You left implicit what you ought to have made explicit: the LLM is an anti-Ascian (I suppose that makes it a Scian :-) - and maybe that's not just a joke.) The LLM interpolates between platitudes to find new ways of saying nothing where the Ascian cunningly combines them to tell a novel story.
Also: behind our efforts, let there be found our efforts!
I'll try to burnish your comment slightly through the joke that it's in fact an ASCII-an - but your gloss is otherwise better and more ingenious than anything I might have said myself.
Shannon entropy is extremely relevant here. As used in lossless data compression algorithms.
The output of the junk LLMs is *very compressible* -- it has very low information content, in Shannon terms. Actual worthwhile art *has higher information content* and is less compressible.
Anyway, that's the lesson I got out of this post. Thank you.
Reynolds has come to praise autotune recently, as it's the basis for a genuinely new kind of sound. Didn't see that coming.
LLMs generate pictures, music, and stories. Whether that's "art" is a question with as many answers as you like. Critics have built a superstructure where the consumer of a piece can define their own meaning. Asimov had a joke of him sitting in on a class discussing a short story of his, with the punch line the instructor saying "just because you wrote it doesn't mean you know what it's about". You don't need a human artist for that.
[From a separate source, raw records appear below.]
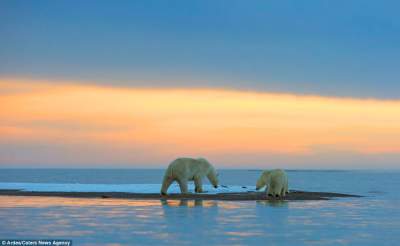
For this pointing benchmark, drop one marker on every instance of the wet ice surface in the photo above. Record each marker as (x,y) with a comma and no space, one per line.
(130,188)
(371,220)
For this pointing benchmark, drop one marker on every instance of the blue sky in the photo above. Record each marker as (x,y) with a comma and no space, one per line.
(329,48)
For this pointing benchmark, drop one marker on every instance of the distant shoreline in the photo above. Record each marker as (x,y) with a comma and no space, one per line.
(294,195)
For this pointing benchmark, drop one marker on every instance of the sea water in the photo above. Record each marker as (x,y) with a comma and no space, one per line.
(370,220)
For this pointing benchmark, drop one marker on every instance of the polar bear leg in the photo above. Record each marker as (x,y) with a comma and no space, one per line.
(286,186)
(198,184)
(283,192)
(183,185)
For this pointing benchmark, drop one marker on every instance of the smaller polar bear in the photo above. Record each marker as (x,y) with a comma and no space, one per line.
(183,170)
(276,181)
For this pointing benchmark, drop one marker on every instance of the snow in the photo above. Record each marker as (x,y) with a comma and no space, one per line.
(130,188)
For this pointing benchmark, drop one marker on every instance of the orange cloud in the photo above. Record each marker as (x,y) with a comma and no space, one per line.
(207,122)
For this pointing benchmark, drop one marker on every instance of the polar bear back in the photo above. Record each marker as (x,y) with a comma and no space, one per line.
(189,167)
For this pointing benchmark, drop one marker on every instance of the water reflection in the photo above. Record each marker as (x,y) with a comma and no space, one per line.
(118,221)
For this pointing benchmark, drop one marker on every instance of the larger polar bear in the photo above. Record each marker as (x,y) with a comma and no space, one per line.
(183,170)
(276,182)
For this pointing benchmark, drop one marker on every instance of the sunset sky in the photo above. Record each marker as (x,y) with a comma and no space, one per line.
(255,84)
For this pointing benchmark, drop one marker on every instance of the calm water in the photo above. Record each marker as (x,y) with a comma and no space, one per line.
(371,220)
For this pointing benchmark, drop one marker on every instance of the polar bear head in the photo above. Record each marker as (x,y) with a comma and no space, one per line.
(263,180)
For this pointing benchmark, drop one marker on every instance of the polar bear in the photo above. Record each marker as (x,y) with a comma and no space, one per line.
(183,170)
(276,181)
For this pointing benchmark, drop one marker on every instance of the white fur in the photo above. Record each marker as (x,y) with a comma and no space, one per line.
(183,170)
(276,182)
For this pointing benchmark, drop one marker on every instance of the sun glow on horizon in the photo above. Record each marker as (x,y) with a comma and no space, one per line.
(75,123)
The esthetics of how a picture looks or the meaning of a story are details. Supporters say its early days yet, with refinements and another few trillions they will produce pictures, music, and stories indistinguishable from "real" "art" (current AI music actually stands up very well against current pop music, which is essentially an LLM made up of humans). The point of that is left as an exercise for the reader.
No, current AI music does not stand up well against good pop music.
(I am not counting music made using neural network tools, but tuned by idiosyncratic humans for idiosyncratic purposes, as AI music. That's the individual designing it.)
Music has always been an area with great masses of slop; now we have more AI slop; it isn't gonna chart.